Consider the following C code:
typedef __UINT8_TYPE__ uint8_t;
typedef struct {
uint8_t volatile vout;
uint8_t out;
} port_t;
#define PORTB (*(port_t*) 0x0420)
void portb_vout (void) {
PORTB.vout &= 0x80;
}
void portb_out (void) {
PORTB.out &= 0x80;
}
compiled with avr-gcc from current trunk:
$ avr-gcc -Os -S -dp -fdump-rtl-late_combine1-details
The generated assembly has:
portb_vout:
ldi r30,lo8(32) ; 21 [c=4 l=1] movqi_insn/1
ldi r31,lo8(4) ; 22 [c=4 l=1] movqi_insn/1
ld r24,Z ; 14 [c=4 l=1] movqi_insn/3
andi r24,lo8(-128) ; 15 [c=4 l=1] *andqi3/1
st Z,r24 ; 16 [c=4 l=1] movqi_insn/2
ret ; 19 [c=0 l=1] return
portb_out:
lds r24,1057 ; 13 [c=4 l=2] movqi_insn/3
andi r24,lo8(-128) ; 14 [c=4 l=1] *andqi3/1
sts 1057,r24 ; 15 [c=4 l=2] movqi_insn/2
ret ; 18 [c=0 l=1] return
AVR supports direct addressing all RAM with LDS/STS as you can see in
portb_out. In the volatile version however the address is loaded into a
register first. The .late_combine1 dump has:
;; Function portb_vout (portb_vout, ...
trying to combine definition of r45 in:
5: r45:HI=0x420
into:
6: r43:QI=[r45:HI]
failed to match this instruction:
(set (reg:QI 43 [ _1 ])
(mem/v:QI (const_int 1056 [0x420]) [0 MEM[(struct port_t *)1056B].vout+0 S1
A8]))
;; Function portb_out (portb_out, ...
successfully matched this instruction to movqi_insn_split:
(set (reg:QI 48 [ MEM[(struct port_t *)1056B].out ])

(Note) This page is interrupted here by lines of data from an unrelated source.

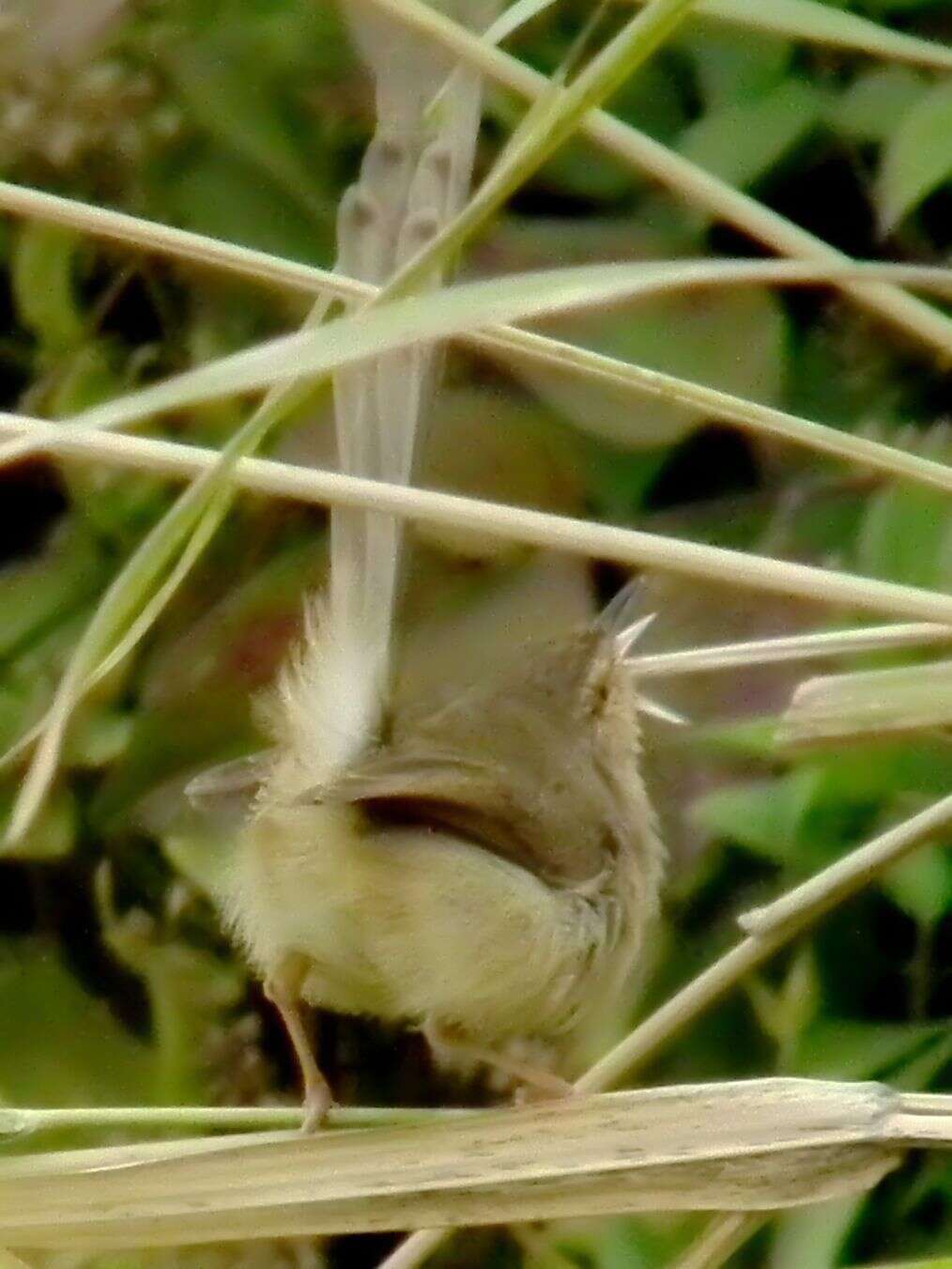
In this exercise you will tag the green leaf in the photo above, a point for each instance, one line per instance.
(907, 535)
(221, 83)
(53, 834)
(61, 1047)
(40, 592)
(873, 105)
(813, 1237)
(733, 342)
(189, 991)
(916, 159)
(843, 1048)
(741, 142)
(42, 277)
(827, 24)
(922, 885)
(731, 65)
(766, 816)
(224, 197)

(mem:QI (const_int 1057 [0x421]) [0 MEM[(struct port_t *)1056B].out+0 S1
A8]))
9: [r45:HI+0x1]=r47:QI
REG_DEAD r47:QI
REG_DEAD r45:HI
successfully matched this instruction to movqi_insn_split:
(set (mem:QI (const_int 1057 [0x421]) [0 MEM[(struct port_t *)1056B].out+0 S1
A8])
(reg:QI 47 [ _2 ]))
original cost = 4 + 4 + 4, replacement cost = 4 + 4; keeping replacement
So late_combine shies away from propagating an address operand, just because
the access is volatile. The reason for the reject is in
late_combine::optimizable_set():
if (!insn->can_be_optimized ()
|| insn->is_asm ()
|| insn->is_call ()
|| insn->has_volatile_refs ()
|| insn->has_pre_post_modify ()
|| !can_move_insn_p (insn))
return NULL_RTX;
What helps is compiling with -ffuse-ops-with-volatile-access, however turning
that on per default in the backend seems to be a bit too intrusive.
Is there a reason for why this transformation is not performed in all cases?
(given the addressing mode is suported, and costs give their ok).
IMHO the semantics of the optimized version is the same, as opposed to what
-ffuse-ops-with-volatile-access is allowed to do.
Johann